Jessica Drinkwater discusses her concerns that patient participation has regressed during the pandemic
Covid-19 raises serious questions about patient participation and our relationships with patients in English general practice. On 19 March NHS England outlined what contractual work general practices could stop during the pandemic to free up capacity. This included stopping all work with patient participation groups (PPGs); stopping the collection and reporting of patient experience data; delaying responses to complaints; and stopping any local gatherings of patient groups (interestingly suggesting that this is even within the power of the practice). How quickly and easily this work was stopped raises questions about how it is really valued.
There are understandable reasons for stopping patient meetings. It is no longer sensible or safe for groups of vulnerable patients (most of the members of PPGs are over 65) to meet in person. However, unlike patient and public involvement in research, which has rapidly moved online, my experience is that PPGs remain quiet. Meanwhile, as patient involvement has ceased, general practice has completely changed, mainly to protect ourselves and our staff.
We closed our doors and now provide contact almost exclusively via telephone and video. We do proactive advanced care planning, but it is driven by clinical necessity and to support hospital colleagues, rather than patient experience. We now ask and expect patients, relatives, friends, and neighbours to take on the burden and responsibility of monitoring observations and providing contact points. People have accepted these more negative experiences of care. They have no choice. Despite this when I speak to patients, they ask how I am, and sound genuinely interested. They check we have enough personal protective equipment (PPE). They sound grateful for the contact and never complain. At the end of the consultation, they thank me and tell me to take care. They sound like they mean it.

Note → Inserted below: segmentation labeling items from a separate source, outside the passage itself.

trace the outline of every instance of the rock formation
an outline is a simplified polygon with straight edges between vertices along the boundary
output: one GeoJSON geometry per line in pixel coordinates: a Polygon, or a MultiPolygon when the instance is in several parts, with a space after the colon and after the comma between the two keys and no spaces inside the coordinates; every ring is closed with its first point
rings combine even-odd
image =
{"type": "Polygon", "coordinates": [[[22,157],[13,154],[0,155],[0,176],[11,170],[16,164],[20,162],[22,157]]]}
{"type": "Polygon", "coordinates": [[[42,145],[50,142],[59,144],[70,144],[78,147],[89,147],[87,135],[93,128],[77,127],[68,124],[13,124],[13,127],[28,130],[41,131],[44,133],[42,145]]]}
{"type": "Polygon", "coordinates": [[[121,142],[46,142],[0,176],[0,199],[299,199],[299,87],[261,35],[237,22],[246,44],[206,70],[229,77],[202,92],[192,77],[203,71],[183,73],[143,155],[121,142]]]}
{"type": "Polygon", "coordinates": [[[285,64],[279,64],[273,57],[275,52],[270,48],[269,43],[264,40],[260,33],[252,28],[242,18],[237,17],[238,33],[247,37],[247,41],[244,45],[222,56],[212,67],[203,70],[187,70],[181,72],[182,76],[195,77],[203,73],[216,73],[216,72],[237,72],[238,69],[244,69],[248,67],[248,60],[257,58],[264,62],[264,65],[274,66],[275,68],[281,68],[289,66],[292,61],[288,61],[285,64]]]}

Are we witnessing the end of the patient empowerment revolution? Overnight, we have gone back in time from a world of co-production and shared decision making, with patients as equal partners, to a world where the doctor is worshipped and raising a concern, or expressing an individual preference, might risk undermining the national war effort.
My status has changed. Both patients and neighbours treat me with a mixture of fear and awe that I have only ever seen in historical stories. Doctors have been liberated to write about their sacrifice and burden, and to make grand statements that in the vacuum of evidence, they know best, because they are “a doctor.” Doctors are scared, many will burn out, and some have died unnecessarily due to lack of PPE. But there are plenty of doctors who are privileged to be experiencing lockdown in a large house with a nice garden. I am carrying on life pretty normally. I go out, see colleagues, get paid, and do the same general practice work (albeit virtually) I did before. I am much more protected in my job than the supermarket staff who give me priority access. The people staying home, losing their jobs, losing control, are giving up far more.
Despite this, there is an immense outpouring of support for the NHS. The public fundraise, offer NHS discounts, put rainbows in windows, sign petitions to increase NHS pay, volunteer in their millions, and clap. People are scared and need a purpose, and these are all ways of contributing.
A colleague said that the NHS volunteer scheme is community participation on a massive scale: looking after each other, reducing social isolation, ensuring medication supplies. To an extent, this is co-production of health. But it is not influence. We have stopped asking the public what they need and want, stopped being transparent in case they get scared, stopped involving them because the doctor knows best. Volunteering risks further dividing health into the social (tasks completed by volunteers who are not paid or respected) and the medical (tasks completed by paid doctors). It reinforces the power differential between doctors and patients. Only when patients can influence do they have power. When patients hold influence, services are designed for their experience, rather than doctors’.
What will happen next to the doctor-patient dyad? The burden of work so far, of staying at home and socially distancing, has been on the public. Yet doctors are back on a pedestal, despite the little we can provide for patients with covid-19 in terms of certainty or cure. What happens when patients come out the other side grieving and aggrieved and realise this? When I carry on my life, with little economic impact, and everything has changed for many of my patients?
There needs to be space to involve patients in how we could have done things better, while avoiding blame and recrimination. Doctors need to be part of this conversation, but join it as equals and be open and transparent. We must avoid the same old trap of power being the gift that only the powerful can bestow, rather than a right for all. If we don’t change, I worry what will happen to our relationship with patients when they truly understand that they were asking for video consultations for years and we said it wasn’t possible, and then changed the whole system overnight, to protect ourselves.
Jessica Drinkwater is a GP in Bradford and a NIHR doctoral research fellow at the University of Leeds. Her PhD is investigating how to strengthen the role of patient and public involvement in general practice service improvement. Twitter @jessdrinkwater
Competing interests: I have read and understood BMJ policy on declaration of interests and declare the following: I am funded by a National Institute for Health Research (NIHR) doctoral research fellowship.